Processing Specifications

How We Ensure Data Integrity with Unique Control Numbers

Below is an overview of our standard specifications when processing Electronically Stored Information (ESI). Please note that these standards may change from time to time due to advancements in technology and improvements to workflows. Should you have any questions or concerns related to the specifications defined herein, then please contact our professional services team at [email protected]

Numbering Settings

Numbering Type:

  • Documents will receive a unique identifier during data processing. This unique identifier is referred to as the “Control Number”.
  • By default, the Control Number will be prefixed with “REL” and contain 7 leading digits (e.g.; REL0000001)
  • The Control Number will be applied to each record with the next available number for that prefix.

Parent/Child Numbering

  • Child records will always receive a sequential Control Number immediately following their parent record. The only exception being if a retried exception file is published to a workspace. If a retried exception file is published to the workspace, then the retried children will be suffixed with the parent.

Global Deduplication

Global deduplication is applied on promotion to review by default. This means that during data processing only one copy of each parent record recognized during data processing is promoted to each workspace (along with its associated attachments).

Deduplication  in Relativity is applied only on Level 1 non-container parent files. If a child file (Level 2+) has the same processing duplicate hash as a parent file or another child file, then they will not be deduplicated, and they will be published to Relativity, regardless of whether the hash field has the same value. This is done to preserve family integrity.

Please contact our professional services team should you have a need to apply deduplication on a custodial level, or not at all.

Timezone

All files are processed in Coordinated Universal Time (UTC) by default. The time zone used to display date and time on a processed document. This selection determines the default time zone on the processing data sources that you create and then associate with a processing set. The default time zone is applied from the processing profile during the discovery stage.

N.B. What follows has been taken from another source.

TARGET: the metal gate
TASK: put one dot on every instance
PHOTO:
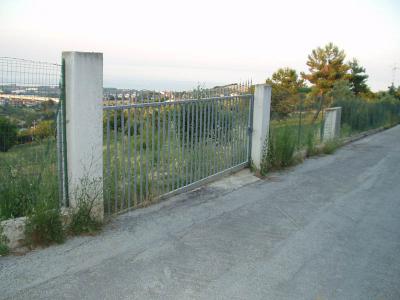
(159, 144)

Application of a standard time zone can help to normalize data sets when custodians reside in different regions. Please contact our professional services team should a need exist to change the default timezone.

Embedded Objects

All child files (attachments, embedded objects, images, and other non-parent files) recognized during discovery are extracted during data processing with the exception of the following:

  • Microsoft Embedded Images
  • Email inline Images

Some objects from specific file types may not be extractable during data processing. Please contact our team should you have any concerns, or wish to change the embedded object extraction behavior.

Extraction Settings

Email files will be output as MSG files for all Outlook, Lotnus Notes, and Bloomberg file types. Text will be extracted from Excel, PowerPoint, and Word documents leveraging the file’s native application. OCR will be performed in English by default for records which do not have text recognized.

DeNIST

All files found on the National Institute of Standards and Technology (NIST) list are removed prior to processing to ensure they are not promoted to review. Relativity makes new versions of the NIST list available shortly after the National Software Reference Library (NSRL) releases them quarterly. The list will change overtime.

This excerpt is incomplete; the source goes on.